Redshift found that nearly forty percent - 40%!!! - of email recipients said that they would unsubscribe if they received emails too frequently from a particular sender. Again, no one should be surprised to learn that you can’t bombard your subscribers with messages but such a figure should serve as a reminder of the possible consequences of not carefully managing the frequency of your email campaigns.
Think about all the time and effort that goes into building a subscriber base and then look at how easily almost half of that list can be lost because no one paid attention to such a fundamental aspect of the relationship between a company and its customers. When subscribers invite you to share your marketing message with them, that doesn’t mean that the invitation is open-ended and unlimited. Use common sense and consideration when finding the balance between the needs of your business to grow and the sensible limitations on a subscriber’s willingness to keep his door open to you.

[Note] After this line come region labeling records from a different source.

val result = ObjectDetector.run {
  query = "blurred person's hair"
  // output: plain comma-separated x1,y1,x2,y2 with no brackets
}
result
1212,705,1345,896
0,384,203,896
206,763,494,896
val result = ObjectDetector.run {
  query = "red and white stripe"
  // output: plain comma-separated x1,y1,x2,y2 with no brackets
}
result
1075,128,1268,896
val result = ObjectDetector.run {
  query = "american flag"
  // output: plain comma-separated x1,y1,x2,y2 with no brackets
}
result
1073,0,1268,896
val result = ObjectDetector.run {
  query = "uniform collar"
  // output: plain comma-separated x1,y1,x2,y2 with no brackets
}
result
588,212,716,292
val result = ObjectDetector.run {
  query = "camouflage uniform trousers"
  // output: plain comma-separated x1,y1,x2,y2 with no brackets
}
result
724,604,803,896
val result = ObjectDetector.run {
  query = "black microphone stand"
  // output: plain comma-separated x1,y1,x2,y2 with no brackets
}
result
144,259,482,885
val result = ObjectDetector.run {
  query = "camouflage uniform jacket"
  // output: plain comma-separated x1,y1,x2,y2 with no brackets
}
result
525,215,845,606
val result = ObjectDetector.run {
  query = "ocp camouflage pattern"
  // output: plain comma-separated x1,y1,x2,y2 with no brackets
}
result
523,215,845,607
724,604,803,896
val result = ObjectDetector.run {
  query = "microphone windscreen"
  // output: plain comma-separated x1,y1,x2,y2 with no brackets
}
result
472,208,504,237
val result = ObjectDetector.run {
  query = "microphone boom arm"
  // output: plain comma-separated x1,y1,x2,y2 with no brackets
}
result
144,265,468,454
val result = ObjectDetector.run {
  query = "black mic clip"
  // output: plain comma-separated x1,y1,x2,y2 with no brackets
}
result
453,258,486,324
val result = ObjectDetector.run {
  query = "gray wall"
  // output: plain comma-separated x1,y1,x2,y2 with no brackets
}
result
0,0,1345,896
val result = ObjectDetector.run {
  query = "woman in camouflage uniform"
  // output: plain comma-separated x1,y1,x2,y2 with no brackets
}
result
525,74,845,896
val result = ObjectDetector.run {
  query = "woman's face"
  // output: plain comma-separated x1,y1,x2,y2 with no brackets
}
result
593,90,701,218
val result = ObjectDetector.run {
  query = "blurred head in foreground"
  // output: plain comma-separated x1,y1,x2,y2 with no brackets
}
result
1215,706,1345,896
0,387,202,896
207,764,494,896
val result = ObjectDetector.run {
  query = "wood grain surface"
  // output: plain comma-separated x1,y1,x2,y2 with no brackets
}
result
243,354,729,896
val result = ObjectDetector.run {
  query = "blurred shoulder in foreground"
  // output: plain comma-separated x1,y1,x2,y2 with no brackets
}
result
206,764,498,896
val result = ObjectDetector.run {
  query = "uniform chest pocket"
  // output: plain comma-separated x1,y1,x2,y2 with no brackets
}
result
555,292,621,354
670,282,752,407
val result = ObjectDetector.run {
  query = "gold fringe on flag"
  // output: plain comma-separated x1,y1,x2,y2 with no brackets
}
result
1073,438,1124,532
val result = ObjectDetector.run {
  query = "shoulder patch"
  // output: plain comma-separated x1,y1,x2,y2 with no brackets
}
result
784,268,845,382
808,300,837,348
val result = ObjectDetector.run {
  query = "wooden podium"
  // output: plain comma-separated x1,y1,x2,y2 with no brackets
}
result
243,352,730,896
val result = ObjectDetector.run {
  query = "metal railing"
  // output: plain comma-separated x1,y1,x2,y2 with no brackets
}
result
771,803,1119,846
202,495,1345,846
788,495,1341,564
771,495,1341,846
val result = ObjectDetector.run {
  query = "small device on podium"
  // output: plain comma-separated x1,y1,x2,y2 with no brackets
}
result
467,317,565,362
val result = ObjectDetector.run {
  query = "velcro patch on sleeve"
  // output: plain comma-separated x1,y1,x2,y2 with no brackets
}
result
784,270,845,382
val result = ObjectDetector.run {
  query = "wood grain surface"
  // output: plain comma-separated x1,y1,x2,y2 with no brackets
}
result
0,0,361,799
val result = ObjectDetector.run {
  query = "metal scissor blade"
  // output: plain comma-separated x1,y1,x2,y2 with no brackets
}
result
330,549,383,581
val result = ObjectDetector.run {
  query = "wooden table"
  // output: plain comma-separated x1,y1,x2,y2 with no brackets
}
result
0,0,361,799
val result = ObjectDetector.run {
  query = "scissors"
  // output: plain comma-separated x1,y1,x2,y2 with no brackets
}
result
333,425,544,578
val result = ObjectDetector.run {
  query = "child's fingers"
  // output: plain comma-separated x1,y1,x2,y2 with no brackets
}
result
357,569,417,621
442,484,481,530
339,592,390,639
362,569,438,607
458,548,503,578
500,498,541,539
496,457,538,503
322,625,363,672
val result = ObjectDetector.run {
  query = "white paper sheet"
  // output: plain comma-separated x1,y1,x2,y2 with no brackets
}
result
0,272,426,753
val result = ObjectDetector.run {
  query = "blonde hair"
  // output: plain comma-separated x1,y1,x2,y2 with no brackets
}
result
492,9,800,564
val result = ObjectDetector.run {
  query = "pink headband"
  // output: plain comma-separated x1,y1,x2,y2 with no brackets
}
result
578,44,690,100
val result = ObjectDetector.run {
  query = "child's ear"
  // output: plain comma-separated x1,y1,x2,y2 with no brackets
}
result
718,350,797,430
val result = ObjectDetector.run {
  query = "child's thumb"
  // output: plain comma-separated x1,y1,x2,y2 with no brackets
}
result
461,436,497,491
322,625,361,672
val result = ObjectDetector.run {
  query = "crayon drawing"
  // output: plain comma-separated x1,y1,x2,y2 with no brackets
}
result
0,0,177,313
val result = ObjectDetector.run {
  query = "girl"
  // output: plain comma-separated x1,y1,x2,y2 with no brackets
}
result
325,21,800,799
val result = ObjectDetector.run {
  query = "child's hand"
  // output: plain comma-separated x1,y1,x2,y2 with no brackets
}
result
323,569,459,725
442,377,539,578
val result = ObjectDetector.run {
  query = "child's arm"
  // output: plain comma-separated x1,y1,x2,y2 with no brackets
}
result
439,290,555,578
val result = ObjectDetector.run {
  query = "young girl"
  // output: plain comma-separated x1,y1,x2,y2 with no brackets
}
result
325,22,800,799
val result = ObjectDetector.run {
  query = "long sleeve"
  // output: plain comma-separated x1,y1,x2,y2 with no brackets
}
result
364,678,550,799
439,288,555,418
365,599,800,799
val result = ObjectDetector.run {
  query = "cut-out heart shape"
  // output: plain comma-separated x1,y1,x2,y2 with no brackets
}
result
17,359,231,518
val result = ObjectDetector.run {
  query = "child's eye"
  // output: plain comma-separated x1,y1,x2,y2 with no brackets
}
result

Want to know what consumers want? Just listen to them
Let’s finish with some news about how to make your Open Rates higher, get more clicks on your links and generally make your email campaign more effective. We have go back for a minute to the Direct Marketing Association / McDowall report mentioned earlier. As part of their research, they asked consumers who shopped online what marketers could do to make their branded emails more attractive and tempting to prospective customers and subscribers. All of the top answers were variations on the same idea - personalization.
Making offers based on past shopping history. Making references to past shopping history. Making offers with personalized communication. Some kind - any kind- of signal that the email that you send is not identical to every other mail you send will go a long way towards establishing the kind of relationship with your subscribers that translates into revenue.
Use what you know about your subscribers to craft a message based on what they want. Remember - this isn’t our theory or a guess about how to achieve marketing success, this is what consumers say when they are asked what they want. How you personalize your offer to your subscribers obviously depends on the nature of your business and the kind of data you have at your disposal.
Whatever you decide to do, just remember the main reason why tailoring your messages as much as possible to suit the needs and interests of your subscriber base is essential to your email marketing - one size does not fit all.